Words have been thrown like knives, and now there’s nothing more to say. The silence is deafening as I stare down at the blank screen on my phone. It’s over. Five years of heartache and heartbreak; of intense highs and plummeting lows. Over.
The waves of emotion, temporarily stilled, come raging back, and the apartment feels suddenly suffocating. I look up and catch a reflection of myself in the mirror by the door, black smears of mascara down my tear-stained face. My eyes are puffy, my hair drab and unwashed. The all too familiar shadow of anxiety begins to grip me, and I know I need to get out.
I grab my green helmet, patterned on the outside like the shell of a watermelon, throw on my bike shoes, and grab my old friend. I clip in and head for the bike path that will lead me through the vast desert wastelands of the outer city. The air is hot, and the sun is bearing down on me, fuelling the anger I now feel burning within.
I’m out on the road now, no one for miles, just sand, rock, and the sound of my panting, angry breath. I drop a gear and pick up the pace, pushing harder and faster. Clipped in and gripping the handlebars so tightly my knuckles flash white, my bike and I are one. It feels my pain and holds me as I propel along on the track, letting the hot wind dry my tears while the exertion begins to calm the adrenaline slowly.
I am not concentrating on the road ahead, focussing instead on pushing myself to let the physicality of the ride still my mind. And so, it happens, as it so often does in such moments. Appearing in a flash, too suddenly to react and spare me from the inevitable; there is sand all over the path ahead. It is piled thick and high, too deep for even the most accomplished of riders to challenge. My stomach drops, and dread flows through me like ice in my veins.
It is only my second week with clip-ins. The new shoes are tight and stiff. They are not even a blip on my mental radar as I head toward my impending doom. Instead, I hit the brakes and go to put my foot down and steady me through the treacherous terrain.
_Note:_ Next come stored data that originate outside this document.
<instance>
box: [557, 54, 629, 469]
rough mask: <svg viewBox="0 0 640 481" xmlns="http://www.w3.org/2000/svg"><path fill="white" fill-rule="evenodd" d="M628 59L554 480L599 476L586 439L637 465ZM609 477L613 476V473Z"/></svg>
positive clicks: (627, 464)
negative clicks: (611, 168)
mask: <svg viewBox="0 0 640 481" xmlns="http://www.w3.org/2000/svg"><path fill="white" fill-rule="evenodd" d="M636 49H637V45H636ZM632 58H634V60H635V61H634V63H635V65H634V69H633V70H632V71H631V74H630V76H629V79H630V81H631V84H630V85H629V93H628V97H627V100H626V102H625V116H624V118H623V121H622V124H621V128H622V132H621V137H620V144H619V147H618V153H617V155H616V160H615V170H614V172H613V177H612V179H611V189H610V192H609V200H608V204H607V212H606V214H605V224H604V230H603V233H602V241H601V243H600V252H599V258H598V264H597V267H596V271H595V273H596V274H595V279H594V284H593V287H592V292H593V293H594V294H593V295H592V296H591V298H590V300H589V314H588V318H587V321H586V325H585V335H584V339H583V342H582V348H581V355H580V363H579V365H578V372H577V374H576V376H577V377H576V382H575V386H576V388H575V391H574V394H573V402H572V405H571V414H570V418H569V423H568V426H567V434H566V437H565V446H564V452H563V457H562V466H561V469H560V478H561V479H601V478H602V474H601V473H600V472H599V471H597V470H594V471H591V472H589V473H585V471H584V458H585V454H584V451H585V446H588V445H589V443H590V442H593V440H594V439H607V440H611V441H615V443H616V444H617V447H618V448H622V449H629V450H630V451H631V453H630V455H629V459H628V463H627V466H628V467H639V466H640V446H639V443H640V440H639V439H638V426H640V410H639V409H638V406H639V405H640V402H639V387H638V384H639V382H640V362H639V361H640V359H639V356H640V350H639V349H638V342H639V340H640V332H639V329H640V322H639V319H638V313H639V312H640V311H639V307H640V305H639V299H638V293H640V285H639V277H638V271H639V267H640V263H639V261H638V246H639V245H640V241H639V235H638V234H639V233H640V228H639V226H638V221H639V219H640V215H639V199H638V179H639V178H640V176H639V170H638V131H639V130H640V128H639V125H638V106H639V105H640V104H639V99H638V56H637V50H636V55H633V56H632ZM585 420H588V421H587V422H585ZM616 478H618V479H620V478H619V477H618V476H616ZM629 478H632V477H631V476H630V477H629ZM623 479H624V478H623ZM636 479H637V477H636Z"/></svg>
As I lie in the dirt, my knee throbbing and left leg trapped underneath my bike, still attached to the pedal, my brain makes the connection of where I went wrong. The dawning realization brings back the earlier fury I was cycling so hard to disappear. I free myself from the metal frame and crawl away off the side of the track.
The projections come hard and fast. I unbuckle my helmet and throw it at my bike.
“You stupid piece of s@*t! How could you do this to me?! Who even designed these ridiculous shoes. I hate you!”
As I bow my head to catch my breath, the sun catches on the rock on my hand. Beautiful and set into a perfect ring of gold, it sparkles in the light. On my knees, as though crying out to some long-forgotten deity, I let out a howl into the wind. Harrowing, it is choked with emotion and pain. I tear the ring from my finger and throw it violently away into the desert.
I don’t know how long I sit there, staring out in the silence toward the red horizon. Slowly, though, a soft calmness falls over me as the emotions drain out of my exhausted body. I look back to my bike, lying on its side in the sand, and feel a pang of regret for the emotions I have spat at it. Its black frame a stark contract to its surroundings.
I walk back towards it and slowly pick it up. With a wave of newfound peace, I clip in, helmet on, and begin to pedal. My heart rate steady, my mind clearer and calmer, my bike and I are again one. I feel as though we have shared this moment alone in the desert, so private and raw.
And I ride on, my old friend and me.